O TCE-SC já enfrentou precisamente o uso de certidões da Abes/entidades congêneres para instruir inexigibilidades em software, assinalando que tais “atestados” não eximem o gestor do dever de verificar a existência de outros fornecedores e produtos similares. Havendo outros fornecedores aptos, há viabilidade de competição e a contratação direta se fragiliza. Em processo envolvendo a Secretaria de Educação, a área técnica registrou que atestados da Assespro/Abes não substituem a análise de mercado e não comprovam por si a exclusividade do objeto; em outro, indicou-se que a menção a “certificado ABES” ou declarações equivalentes não bastava ante indícios de soluções concorrentes.
Vale lembrar o conteúdo da Súmula 255 do Tribunal de Contas da União, segundo a qual é dever do gestor público averiguar a veracidade e abrangência das alegações de exclusividade antes de contratar diretamente.

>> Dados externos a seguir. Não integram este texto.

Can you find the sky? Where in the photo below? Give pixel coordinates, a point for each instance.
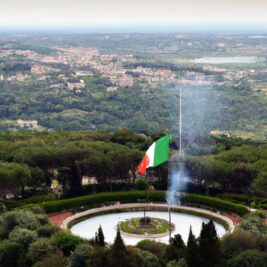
(123, 13)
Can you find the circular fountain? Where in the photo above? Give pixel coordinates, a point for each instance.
(86, 223)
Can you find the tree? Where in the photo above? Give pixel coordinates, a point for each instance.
(100, 238)
(119, 252)
(176, 249)
(209, 246)
(192, 250)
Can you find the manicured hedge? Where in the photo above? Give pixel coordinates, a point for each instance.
(257, 202)
(90, 201)
(216, 203)
(11, 204)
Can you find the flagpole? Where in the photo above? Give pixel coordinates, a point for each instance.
(146, 198)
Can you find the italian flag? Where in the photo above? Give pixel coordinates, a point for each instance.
(156, 154)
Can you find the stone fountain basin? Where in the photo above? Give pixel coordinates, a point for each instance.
(109, 217)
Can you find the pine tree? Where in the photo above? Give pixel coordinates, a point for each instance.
(100, 237)
(209, 246)
(176, 249)
(119, 252)
(192, 250)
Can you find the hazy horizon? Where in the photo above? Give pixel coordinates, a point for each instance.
(141, 29)
(138, 15)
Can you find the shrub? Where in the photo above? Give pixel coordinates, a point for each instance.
(143, 258)
(38, 249)
(11, 204)
(214, 203)
(55, 259)
(65, 241)
(239, 241)
(21, 218)
(80, 255)
(154, 247)
(23, 236)
(10, 253)
(46, 230)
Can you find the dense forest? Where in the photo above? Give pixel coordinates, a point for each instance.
(140, 108)
(30, 161)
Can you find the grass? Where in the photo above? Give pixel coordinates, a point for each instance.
(133, 226)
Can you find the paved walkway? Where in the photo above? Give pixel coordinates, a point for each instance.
(151, 206)
(58, 218)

Em outras palavras, cabe ao órgão contratante investigar o mercado, buscar outros potenciais fornecedores e confirmar que, de fato, apenas aquele agente dispõe das condições de suprir o objeto.
A exclusividade capaz de legitimar uma contratação por inexigibilidade não se presume. Ela deve ser comprovada. Direitos de propriedade intelectual podem, em certos casos, ser parte da justificativa. Uma patente válida pode indicar monopólio legal daquele invento, ou o titular de software pode ser o único com acesso ao código-fonte. Porém, conforme exposto, nenhum desses direitos, isoladamente, dispensa a Administração do dever de verificar a real inviabilidade de competição. É preciso demonstrar, com evidências atuais e confiáveis, que não há efetiva alternativa concorrencial para atender à necessidade específica.
Gestores públicos e empresas fornecedoras devem ter cautela redobrada ao fundamentar contratações diretas em supostos exclusivismos. O uso apressado ou indevido desse argumento, sem investigação de mercado, sem delimitar se o objeto é realmente único e sem checar se há outros distribuidores ou equivalentes, pode levar à nulidade do contrato e à responsabilização dos envolvidos.
Em última análise, a regra matriz permanece: a licitação é a via de preferência, e a inexigibilidade, uma exceção de rito estrito. Portanto, propriedade intelectual não deve ser usada como atalho para burlar a concorrência, mas sim analisada com rigor técnico e jurídico, assegurando que o interesse público seja atendido sem sacrificar a isonomia e a legalidade no processo de contratação.